Launched by UNSW Scientia Professor Veena Sahajwalla, the Science 50:50 initiative aims to inspire young women to pursue degrees and careers in science and technology. It will provide internships, scholarships and mentoring to girls so they can succeed in an innovation-driven future. The initiative is supported by Professor Sahajwalla’s Australian Research Council (ARC), Laureate Fellowship and UNSW, along with scientific and industry partners.

Girls are under-represented in the STEM subjects – science, technology, engineering and mathematics.
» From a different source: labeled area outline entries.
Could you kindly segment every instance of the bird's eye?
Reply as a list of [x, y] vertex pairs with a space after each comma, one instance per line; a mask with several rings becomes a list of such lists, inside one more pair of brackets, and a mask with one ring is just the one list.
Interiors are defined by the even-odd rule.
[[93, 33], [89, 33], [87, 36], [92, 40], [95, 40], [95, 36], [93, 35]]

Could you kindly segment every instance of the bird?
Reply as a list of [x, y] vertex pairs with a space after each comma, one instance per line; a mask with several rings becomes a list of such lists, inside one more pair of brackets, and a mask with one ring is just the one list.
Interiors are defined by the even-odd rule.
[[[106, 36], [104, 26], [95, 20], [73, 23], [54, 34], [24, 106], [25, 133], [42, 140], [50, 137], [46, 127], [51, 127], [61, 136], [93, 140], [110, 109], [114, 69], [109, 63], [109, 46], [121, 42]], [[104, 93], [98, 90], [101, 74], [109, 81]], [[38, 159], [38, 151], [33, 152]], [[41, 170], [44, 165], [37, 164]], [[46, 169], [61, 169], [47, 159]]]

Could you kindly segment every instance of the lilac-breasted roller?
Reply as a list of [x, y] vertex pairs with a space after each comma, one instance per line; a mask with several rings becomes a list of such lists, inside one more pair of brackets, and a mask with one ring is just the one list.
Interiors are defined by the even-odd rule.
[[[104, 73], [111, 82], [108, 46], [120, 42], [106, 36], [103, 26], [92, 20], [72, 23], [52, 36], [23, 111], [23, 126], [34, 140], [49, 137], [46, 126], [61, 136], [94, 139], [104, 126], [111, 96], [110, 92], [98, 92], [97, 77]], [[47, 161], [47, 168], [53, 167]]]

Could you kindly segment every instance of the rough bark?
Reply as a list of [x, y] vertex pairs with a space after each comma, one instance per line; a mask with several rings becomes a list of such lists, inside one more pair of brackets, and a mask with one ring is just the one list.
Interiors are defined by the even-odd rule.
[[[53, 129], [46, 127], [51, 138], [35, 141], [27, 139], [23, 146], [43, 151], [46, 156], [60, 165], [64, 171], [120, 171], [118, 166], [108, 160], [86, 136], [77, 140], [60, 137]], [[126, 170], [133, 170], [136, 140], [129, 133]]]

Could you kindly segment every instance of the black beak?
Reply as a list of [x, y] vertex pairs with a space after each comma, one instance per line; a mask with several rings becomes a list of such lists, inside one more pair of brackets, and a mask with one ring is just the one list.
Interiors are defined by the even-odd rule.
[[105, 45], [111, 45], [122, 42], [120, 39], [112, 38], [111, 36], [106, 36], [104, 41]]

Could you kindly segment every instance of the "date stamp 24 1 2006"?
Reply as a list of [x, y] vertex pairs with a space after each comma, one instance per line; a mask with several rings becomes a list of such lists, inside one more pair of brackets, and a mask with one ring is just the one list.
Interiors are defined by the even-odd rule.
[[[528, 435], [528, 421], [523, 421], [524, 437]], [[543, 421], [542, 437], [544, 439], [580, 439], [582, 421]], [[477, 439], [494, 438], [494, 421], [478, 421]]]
The number of female high-school students taking advanced maths, for example, is half that of boys and only 1.5% of Year 12 girls study the STEM trio of advanced maths, physics and chemistry.

This has a lot to do with their perception of science as a career, says Sahajwalla, who is director of the Centre for Sustainable Materials Research and Technology in the Faculty of Science (SMaRT@UNSW), and who was the only girl in her engineering course at university. “If we want to secure Australia’s future prosperity, challenging the stereotype of the scientist as a man in a white lab coat is a good place to start,” she says.

Science 50:50 was launched at the National Youth Science Forum in Canberra, where a gathering of Year 12 students who are interested in science heard Sahajwalla highlight the exciting and varied opportunities provided by scientific careers.

Speakers at the launch’s panel discussion on women in science included ARC chief executive officer, Professor Aidan Byrne; vice president and chief operating officer of Lockheed Martin Australia, Laura Frank; and chief executive corporate affairs at Arrium, Gillian Burrows.

Sahajwalla was awarded a prestigious Laureate Fellowship worth $2.37 million over six years last year, to undertake her research on transforming toxic electronic waste into high-value-added metals and alloys. It included additional funding to help promote female participation in science.